I love making fun snacks for get-togethers. Sure, there’s always your standard veggies and hummus – that’s easy-peasey. But I love having an assortment of finger foods that my friends will think are super yummy and even my non-Paleo friends will happily gobble up.
I remember the first time I saw a blooming onion as a kid. It was on TV – an ad for a popular restaurant chain – and I was blown away. (I was an easily impressed child, I guess.) They made an onion look so yummy and BIG. So years later, getting to make a Paleo version of this is tons of fun.
A blooming onion is all about the flavor. I recommend a yellow onion because it has a nice mellow, slightly sweet taste when it is baked. And get a big one! Go big or go home! Same goes for the flavor: it’s big flavor time! Spice it up with paprika, cayenne, and garlic, and then add some savory spices too and you’ve got a flavor bomb (in a good way!) on your hands.
If you like things really spicy, you can always add more cayenne or paprika to the mix, but don’t go overboard, especially if you’re serving this to guests. A little can go a long way. And if you’re wondering why we use both paprika and cayenne (they look the same…), let me explain…while they are both powders of red peppers, they are usually made from different types of red peppers and have slightly different flavors.
Paprika can be a little sweet and has varying degrees of spiciness. So before you decide to add more of these spicy spices, give them a little taste test first.
There are two major differences in this recipe, compared to a traditional blooming onion recipe, and these differences are what make it a specifically Paleo recipe. The first is that a traditional blooming onion recipe will call for wheat flour, which is not a Paleo-friendly food. We find that almond flour works just as well, so that’s our first difference from a traditional recipe.
Secondly, blooming onions are often deep fried and we all know what that means: tons of fat! To cut way down on the fat content, instead of deep-frying, we bake our blooming onion. The result is the same: a soft, savory onion, covered in a crispy, flavorful, coating – but our version is close to nil on the fat counter. Yay!
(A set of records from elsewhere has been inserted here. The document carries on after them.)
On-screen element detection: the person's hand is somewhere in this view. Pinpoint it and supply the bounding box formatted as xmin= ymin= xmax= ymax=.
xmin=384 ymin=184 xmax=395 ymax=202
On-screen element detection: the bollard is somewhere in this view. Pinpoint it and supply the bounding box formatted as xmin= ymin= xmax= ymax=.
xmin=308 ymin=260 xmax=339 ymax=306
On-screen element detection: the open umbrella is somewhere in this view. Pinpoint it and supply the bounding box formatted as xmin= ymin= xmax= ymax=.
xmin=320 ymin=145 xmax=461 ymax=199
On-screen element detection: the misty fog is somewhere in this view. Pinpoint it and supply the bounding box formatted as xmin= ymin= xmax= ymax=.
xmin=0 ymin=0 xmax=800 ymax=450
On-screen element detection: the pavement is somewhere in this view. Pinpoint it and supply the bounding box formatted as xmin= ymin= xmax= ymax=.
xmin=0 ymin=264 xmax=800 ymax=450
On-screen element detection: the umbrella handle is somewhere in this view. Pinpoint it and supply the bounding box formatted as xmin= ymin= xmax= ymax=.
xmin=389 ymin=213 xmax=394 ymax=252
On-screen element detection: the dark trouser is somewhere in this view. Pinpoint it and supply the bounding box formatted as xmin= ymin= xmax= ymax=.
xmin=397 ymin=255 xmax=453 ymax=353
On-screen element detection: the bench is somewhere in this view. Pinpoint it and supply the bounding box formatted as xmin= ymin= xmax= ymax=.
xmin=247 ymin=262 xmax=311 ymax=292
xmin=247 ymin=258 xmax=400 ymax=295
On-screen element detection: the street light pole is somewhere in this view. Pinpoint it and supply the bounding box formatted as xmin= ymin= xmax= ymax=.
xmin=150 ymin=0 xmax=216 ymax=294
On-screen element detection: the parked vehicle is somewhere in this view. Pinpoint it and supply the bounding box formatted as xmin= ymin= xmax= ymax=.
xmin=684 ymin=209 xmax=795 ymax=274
No blooming onion would be complete without a cool, creamy dip on the side. Not to fear! At the bottom of this recipe we’ve included a link to our Paleo ranch dressing recipe. It’s a must-have with your blooming onion.
Like I said, I love sharing my baked blooming onion with friends. Everyone loves foods to dip at gatherings and parties and this is just about the ultimate dippable food. So the next time you’re having friends over – movie night, anyone? – bake up one of these beautiful blooming onions and share the love!
( Make this next: Oven-Baked BBQ Ribs )
- 1 large yellow onion
- ½ cup almond flour
- 2 tsp paprika
- ½ tsp cayenne pepper
- ¼ tsp black pepper
- 1 tsp garlic powder
- ½ tsp dried oregano
- ½ tsp dried thyme
- ¼ tsp salt
- 2 eggs, lightly beaten
- 1 tbsp olive oil
- Preheat oven to 350 F. Line a baking sheet with parchment paper and set aside.
- Cut off the top about 1/2 inch of the onion and peel. Place the onion cut-side down on a cutting board. Starting 1/8 inch from the root, cut the onion into 12-16 vertical wedges. Turn the onion over and use your fingers to gently separate the onion petals.
- In a small bowl combine the almond flour, paprika, cayenne pepper, garlic powder, oregano, thyme, black pepper and salt.
- Dip the onion in beaten eggs and turn it over to make sure every part of the onion is covered.
- Take it out, and coat with almond mixture. Make sure all the layers are covered.
- Place the onion on prepared baking sheet, brush with olive oil and cover with aluminum foil.
- Bake for 30 minutes, then remove the foil and bake for 5-10 minutes more or until the onion is tender and the edges are browned.